January 1st is rapidly approaching, meaning that by now you’re beginning to formulate New Year’s resolutions. While the number of things you want to accomplish seems pretty hefty, there are some items on your list you want to achieve, but you can’t imagine seeing them through to fruition. This year, instead of thinking about all the reasons you can’t achieve your goals, examine why you think you can’t in the first place and try to change your mindset instead. After all, the more you reinforce an idea, be it positive or negative, the more likely is it is to manifest.

1. You’re afraid to try

Let’s face it, you tell yourself you can’t do something because you’re afraid of the outcome. You think people will laugh at you, you think you can’t stick to your guns; you’re worried that you won’t be taken seriously. Whatever the reason for your self-doubt, let those demons go. The sooner you start believing in yourself, the faster you’ll be able to achieve your goals and ultimately better yourself.

2. You’re too lazy

Growth is the result of hard work. You realize your goal is attainable, but don’t think it’s worth putting in the effort to get things done. But in reality, if you took just 20 minutes a day to chip away at your resolution, you’d reach your target in no time. Remember that there’s no time like the present, and you could definitely cut down on time-sucks like watching television and lurking around on Facebook to opt for something more productive.

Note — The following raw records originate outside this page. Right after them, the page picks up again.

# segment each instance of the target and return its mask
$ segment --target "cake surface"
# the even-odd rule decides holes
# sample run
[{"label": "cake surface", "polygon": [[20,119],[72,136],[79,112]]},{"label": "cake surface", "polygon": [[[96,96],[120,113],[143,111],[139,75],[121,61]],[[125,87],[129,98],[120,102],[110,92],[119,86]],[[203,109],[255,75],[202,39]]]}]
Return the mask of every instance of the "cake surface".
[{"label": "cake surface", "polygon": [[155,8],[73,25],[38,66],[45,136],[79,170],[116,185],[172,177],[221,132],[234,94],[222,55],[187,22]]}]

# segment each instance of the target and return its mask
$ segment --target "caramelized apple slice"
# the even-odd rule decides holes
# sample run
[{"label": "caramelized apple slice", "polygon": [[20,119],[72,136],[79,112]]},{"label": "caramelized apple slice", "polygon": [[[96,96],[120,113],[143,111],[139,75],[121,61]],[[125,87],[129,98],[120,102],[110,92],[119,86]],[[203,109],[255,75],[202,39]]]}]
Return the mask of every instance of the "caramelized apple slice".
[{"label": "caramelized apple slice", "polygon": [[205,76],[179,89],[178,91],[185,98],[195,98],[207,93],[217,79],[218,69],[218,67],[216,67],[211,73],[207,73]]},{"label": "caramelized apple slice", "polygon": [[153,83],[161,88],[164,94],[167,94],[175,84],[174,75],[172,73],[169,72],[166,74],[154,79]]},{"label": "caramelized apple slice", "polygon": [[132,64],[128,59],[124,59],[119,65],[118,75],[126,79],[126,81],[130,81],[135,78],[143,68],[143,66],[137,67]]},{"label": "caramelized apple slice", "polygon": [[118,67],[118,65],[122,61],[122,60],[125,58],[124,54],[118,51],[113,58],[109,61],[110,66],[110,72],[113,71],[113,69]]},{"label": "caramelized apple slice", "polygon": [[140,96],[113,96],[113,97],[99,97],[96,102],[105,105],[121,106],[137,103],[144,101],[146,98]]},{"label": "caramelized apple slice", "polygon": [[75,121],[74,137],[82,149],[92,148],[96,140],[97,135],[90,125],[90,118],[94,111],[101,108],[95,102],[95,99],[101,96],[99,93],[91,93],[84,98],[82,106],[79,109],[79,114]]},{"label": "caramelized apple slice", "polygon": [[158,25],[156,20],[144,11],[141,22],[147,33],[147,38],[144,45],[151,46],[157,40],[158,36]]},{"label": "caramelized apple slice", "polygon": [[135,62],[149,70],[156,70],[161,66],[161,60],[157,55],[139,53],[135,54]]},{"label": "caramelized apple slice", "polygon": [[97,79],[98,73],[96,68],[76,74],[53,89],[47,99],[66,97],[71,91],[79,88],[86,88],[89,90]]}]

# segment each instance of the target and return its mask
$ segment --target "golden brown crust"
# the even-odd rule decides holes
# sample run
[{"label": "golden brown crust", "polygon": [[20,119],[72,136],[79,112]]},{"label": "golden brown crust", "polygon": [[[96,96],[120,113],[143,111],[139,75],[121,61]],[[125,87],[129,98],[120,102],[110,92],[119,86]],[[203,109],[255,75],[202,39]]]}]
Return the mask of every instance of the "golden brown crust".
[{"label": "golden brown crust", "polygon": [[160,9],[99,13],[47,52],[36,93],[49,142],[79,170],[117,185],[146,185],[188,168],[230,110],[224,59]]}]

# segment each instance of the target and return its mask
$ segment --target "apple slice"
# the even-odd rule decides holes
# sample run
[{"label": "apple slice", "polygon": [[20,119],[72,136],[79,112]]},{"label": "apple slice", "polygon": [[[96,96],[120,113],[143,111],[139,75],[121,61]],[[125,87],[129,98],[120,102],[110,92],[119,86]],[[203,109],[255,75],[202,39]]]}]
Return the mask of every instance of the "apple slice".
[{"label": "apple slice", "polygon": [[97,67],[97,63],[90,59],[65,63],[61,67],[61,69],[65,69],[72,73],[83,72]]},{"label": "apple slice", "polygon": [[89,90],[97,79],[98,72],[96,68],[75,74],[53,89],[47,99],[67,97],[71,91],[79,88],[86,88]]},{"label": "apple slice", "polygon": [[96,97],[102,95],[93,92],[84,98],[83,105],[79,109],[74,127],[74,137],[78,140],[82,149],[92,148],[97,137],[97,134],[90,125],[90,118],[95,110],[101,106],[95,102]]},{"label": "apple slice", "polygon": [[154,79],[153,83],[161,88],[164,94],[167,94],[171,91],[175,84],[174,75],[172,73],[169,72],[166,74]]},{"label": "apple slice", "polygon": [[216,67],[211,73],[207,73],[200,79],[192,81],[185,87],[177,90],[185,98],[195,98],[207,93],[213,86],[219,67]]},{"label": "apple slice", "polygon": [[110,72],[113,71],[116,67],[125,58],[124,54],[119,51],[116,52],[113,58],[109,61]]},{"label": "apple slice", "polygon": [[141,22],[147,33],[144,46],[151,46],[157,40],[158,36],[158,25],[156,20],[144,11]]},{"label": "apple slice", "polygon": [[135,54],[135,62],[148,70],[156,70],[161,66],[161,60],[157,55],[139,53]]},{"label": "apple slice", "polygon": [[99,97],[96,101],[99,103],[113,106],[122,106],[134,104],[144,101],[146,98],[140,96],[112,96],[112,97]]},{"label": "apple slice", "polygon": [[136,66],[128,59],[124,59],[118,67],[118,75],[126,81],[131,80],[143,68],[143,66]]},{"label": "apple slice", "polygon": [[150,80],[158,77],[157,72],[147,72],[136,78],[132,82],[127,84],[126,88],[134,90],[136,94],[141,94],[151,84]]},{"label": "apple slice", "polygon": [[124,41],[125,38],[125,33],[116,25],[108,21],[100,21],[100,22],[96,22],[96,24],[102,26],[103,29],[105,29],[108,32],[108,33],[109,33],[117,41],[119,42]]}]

3. You’re doubting your skill set

You have the desire but lack confidence. You fear failure. Keep in mind that no great empire was built overnight, and lofty objectives are achieved through a series of baby steps. Create a timeline for yourself and take things one day at a time. You’ll feel less stressed, and won’t get caught up in worrying if you’re “good enough” or not.

4. You’re worried about external factors

Oftentimes, you turn down opportunities because you’re looking too far into the future and giving in to anxiety. You worry about taking a new job because you don’t think you’ll be living in the same city next year. You’re reluctant to start dating someone new, because you remember what it’s like to feel heartbroken. We are a culmination of our experiences, but you can consciously choose to let external events bolster your knowledge, not cripple you from making decisions.

5. You don’t want to

Maybe you’ve vowed to start exercising more, or perhaps you want to stop drinking so much caffeine. Although these resolutions are healthy, they’re definitely not the most fun. It’s completely understandable if you don’t want to work on these areas of your life, but you still need to change your terminology. Instead of saying you “can’t” do something, use the phrase “choose not to.” Your words have power, and the less restraints you put on yourself, the more you’ll be able to accomplish.